Ethnicité et criminalité

Les questions d'ethnicité et de genre étaient à peine examinées par les sociologues du crime et de la déviance jusqu'aux années 1970. Avant cela, l'accent était mis sur la classe. Depuis les années 1970, les sociologues ont reconnu la nécessité d'examiner l'ethnicité et le sexe. Au début de l'immigration d'après-guerre, on supposait que les membres des groupes ethniques minoritaires n'étaient pas plus susceptibles d'être des délinquants ou des victimes que la population blanche majoritaire. On a également supposé que le système de justice pénale traitait tous les groupes ethniques équitablement. Selon une enquête approfondie sur les relations entre la police et les immigrants en 1972, `` les Noirs étaient plus respectueux des lois que la population générale '' et il y avait peu de preuves contre les immigrants noirs et asiatiques concernant une augmentation des taux de criminalité (Layton-Henry, 1992) . Au cours des 10 années suivantes, cependant, les relations entre la police et la communauté noire se sont détériorées et des preuves se sont multipliées d'attaques racistes croissantes.

Les médias ont poussé l'idée que certains groupes ethniques au Royaume-Uni étaient plus susceptibles de commettre des crimes et de se retrouver en prison à cause de cela. En 2000, une étude nationale a présenté les statistiques suivantes qui semblaient prouver que certains groupes ethniques étaient plus susceptibles d'offenser:

La population blanche du Royaume-Uni représentait 94,5% de la population totale mais ne représentait que 82% de la population carcérale. La population noire représentait 1,8% de la population totale du Royaume-Uni, mais 12,1% de la population carcérale. En revanche, la représentation asiatique dans cette étude a montré qu'ils représentaient 2,7% de la population totale du Royaume-Uni et avaient une population carcérale de 2,8%.

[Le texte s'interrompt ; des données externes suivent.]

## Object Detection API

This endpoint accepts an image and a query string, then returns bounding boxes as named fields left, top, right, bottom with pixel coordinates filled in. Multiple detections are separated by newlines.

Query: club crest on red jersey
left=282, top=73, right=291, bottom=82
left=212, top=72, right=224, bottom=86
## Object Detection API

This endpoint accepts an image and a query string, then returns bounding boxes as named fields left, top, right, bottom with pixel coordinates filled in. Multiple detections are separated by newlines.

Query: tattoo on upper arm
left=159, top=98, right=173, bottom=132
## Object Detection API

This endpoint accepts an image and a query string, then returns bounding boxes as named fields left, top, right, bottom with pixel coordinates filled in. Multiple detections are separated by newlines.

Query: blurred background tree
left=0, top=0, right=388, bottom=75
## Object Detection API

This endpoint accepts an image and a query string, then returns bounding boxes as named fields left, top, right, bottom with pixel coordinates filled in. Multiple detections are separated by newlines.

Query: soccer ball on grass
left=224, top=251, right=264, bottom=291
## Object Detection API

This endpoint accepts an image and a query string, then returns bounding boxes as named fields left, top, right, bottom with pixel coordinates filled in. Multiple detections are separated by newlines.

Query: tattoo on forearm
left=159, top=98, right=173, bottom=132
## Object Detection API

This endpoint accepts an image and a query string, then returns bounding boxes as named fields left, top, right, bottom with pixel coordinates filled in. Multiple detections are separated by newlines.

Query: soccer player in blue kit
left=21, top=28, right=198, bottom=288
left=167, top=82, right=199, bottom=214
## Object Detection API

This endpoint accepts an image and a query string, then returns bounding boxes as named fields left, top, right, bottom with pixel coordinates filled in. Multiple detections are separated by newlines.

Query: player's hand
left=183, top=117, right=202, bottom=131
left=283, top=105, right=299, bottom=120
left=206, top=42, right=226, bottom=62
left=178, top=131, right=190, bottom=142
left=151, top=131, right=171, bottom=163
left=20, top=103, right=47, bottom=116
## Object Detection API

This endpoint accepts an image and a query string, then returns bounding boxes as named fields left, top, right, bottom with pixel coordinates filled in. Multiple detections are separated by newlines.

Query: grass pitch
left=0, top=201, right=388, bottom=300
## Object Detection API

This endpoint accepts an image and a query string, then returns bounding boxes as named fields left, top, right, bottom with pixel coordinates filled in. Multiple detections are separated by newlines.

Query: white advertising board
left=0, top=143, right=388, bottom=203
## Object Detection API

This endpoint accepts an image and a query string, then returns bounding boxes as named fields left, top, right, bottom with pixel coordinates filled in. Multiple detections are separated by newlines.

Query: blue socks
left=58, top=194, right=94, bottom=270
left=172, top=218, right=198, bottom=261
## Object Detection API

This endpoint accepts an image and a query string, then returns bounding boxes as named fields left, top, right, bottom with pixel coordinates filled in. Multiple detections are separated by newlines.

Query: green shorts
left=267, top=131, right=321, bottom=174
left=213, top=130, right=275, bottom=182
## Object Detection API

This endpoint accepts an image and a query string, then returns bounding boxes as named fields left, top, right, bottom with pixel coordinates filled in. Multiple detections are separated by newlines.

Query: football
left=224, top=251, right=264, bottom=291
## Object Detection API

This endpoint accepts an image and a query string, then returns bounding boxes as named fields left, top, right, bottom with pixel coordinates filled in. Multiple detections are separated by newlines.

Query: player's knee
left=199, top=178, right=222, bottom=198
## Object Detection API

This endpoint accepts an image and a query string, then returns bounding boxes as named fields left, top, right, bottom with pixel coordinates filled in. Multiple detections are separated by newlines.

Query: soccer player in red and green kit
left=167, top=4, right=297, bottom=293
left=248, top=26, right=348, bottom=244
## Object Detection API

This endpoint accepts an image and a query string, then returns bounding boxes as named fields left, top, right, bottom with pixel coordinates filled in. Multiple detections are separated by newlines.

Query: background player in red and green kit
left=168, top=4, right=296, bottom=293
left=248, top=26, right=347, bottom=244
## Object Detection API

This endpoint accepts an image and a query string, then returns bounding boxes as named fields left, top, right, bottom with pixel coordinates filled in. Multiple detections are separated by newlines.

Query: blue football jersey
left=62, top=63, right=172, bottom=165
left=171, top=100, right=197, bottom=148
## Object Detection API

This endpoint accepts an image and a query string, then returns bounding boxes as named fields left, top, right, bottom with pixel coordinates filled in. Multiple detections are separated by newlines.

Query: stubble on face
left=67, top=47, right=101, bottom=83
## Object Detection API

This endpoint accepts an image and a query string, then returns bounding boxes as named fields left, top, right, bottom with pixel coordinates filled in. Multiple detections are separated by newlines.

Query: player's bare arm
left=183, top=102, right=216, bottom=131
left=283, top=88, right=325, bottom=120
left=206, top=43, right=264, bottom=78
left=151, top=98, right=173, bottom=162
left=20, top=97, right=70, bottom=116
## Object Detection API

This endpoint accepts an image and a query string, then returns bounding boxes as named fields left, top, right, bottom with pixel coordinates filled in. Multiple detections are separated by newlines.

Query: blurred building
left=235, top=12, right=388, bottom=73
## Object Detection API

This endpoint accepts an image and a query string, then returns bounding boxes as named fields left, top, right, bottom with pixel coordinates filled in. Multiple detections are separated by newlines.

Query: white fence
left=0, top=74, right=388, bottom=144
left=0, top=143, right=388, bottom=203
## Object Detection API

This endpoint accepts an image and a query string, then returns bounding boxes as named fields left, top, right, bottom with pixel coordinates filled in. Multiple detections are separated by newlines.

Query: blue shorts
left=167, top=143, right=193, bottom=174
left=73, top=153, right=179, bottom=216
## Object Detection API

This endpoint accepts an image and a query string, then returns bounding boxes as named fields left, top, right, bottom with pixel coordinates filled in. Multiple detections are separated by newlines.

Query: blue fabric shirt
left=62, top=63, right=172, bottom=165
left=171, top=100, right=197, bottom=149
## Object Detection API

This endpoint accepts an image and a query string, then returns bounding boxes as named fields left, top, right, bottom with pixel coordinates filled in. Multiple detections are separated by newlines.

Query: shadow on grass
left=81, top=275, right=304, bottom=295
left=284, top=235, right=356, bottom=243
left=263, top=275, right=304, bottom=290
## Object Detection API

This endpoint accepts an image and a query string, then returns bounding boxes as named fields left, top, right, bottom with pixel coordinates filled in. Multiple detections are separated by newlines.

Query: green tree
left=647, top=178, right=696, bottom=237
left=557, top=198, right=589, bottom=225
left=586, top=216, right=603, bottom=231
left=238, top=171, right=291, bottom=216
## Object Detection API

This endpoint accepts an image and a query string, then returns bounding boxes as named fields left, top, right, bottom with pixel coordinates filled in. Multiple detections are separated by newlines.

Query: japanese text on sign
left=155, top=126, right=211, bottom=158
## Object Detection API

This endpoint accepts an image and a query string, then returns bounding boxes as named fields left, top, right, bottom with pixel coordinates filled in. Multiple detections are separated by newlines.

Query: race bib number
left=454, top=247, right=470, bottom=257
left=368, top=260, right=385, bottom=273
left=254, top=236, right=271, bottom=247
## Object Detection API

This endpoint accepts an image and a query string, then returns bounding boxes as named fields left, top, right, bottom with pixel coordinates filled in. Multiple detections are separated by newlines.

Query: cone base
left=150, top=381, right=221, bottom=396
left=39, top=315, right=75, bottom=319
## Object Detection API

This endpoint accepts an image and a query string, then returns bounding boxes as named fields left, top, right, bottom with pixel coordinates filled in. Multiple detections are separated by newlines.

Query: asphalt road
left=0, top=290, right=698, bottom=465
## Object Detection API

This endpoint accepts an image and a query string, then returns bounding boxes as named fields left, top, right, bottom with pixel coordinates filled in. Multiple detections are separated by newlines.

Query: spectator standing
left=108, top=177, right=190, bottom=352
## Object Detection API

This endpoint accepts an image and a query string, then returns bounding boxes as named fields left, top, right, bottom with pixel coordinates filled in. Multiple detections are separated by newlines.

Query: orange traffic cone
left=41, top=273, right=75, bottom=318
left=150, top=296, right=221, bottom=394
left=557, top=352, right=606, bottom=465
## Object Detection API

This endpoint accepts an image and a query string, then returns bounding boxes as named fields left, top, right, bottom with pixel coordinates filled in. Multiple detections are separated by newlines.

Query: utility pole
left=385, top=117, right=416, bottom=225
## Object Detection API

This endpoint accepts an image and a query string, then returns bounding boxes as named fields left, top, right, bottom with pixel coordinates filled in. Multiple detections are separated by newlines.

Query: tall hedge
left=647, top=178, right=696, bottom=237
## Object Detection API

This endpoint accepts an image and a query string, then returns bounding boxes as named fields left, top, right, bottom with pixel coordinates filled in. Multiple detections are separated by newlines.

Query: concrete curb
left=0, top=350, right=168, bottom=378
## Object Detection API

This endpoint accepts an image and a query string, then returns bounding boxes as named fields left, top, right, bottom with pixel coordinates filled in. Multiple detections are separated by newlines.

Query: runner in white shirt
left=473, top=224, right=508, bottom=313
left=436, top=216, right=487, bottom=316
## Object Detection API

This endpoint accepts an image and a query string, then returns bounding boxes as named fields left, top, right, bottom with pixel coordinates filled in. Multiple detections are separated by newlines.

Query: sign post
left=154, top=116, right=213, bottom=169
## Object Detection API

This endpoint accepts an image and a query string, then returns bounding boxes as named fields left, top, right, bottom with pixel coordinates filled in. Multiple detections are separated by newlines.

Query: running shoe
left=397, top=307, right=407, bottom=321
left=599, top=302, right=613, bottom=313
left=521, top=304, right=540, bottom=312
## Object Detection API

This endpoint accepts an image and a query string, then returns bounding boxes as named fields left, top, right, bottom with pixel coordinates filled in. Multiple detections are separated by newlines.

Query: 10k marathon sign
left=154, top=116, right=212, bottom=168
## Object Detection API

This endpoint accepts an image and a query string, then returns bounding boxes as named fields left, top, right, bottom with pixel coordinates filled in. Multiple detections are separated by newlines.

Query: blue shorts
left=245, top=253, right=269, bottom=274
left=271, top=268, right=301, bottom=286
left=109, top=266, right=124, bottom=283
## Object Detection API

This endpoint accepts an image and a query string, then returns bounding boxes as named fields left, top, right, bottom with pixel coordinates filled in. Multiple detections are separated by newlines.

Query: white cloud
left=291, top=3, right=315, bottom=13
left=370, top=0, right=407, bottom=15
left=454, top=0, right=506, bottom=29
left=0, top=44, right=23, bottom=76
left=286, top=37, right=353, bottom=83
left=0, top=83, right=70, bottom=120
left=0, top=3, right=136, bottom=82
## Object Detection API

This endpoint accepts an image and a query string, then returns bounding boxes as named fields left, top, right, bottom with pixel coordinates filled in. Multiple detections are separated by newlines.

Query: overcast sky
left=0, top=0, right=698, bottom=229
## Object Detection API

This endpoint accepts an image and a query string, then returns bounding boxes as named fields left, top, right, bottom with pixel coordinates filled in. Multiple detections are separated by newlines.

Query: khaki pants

"Les membres des minorités ethniques ne sont pas plus enclins à la criminalité que les autres segments de la population, mais sont surreprésentés dans les statistiques de la criminalité." De nombreux membres de la société supposent que les minorités ethniques sont plus enclines à être impliquées dans des activités criminelles que les Caucasiens blancs. Cela se reflète dans les statistiques officielles, et nous allons maintenant remettre en question la validité de ces allégations.

Les chercheurs Lea et Young acceptent que les politiques policières et le racisme policier exagèrent le taux de criminalité noire. Cependant, ils pensent qu'il y a eu une augmentation du nombre de crimes commis par des Noirs et que cela est le résultat du chômage et de la discrimination. Ils ont du mal à comprendre comment des «idéalistes de gauche» comme Gilroy peuvent soutenir que le nombre disproportionné d'hommes noirs condamnés pour des crimes en Grande-Bretagne est causé par le racisme policier. Ils sont encore plus critiques à l'égard de l'affirmation de Gilroy selon laquelle le crime noir tel qu'il existe résulte d'une poursuite d'une «lutte anti-coloniale». Ce n'est pas plausible car la plupart des immigrants de première génération semblent avoir respecté la loi et la plupart des victimes de la criminalité noire sont elles-mêmes noires.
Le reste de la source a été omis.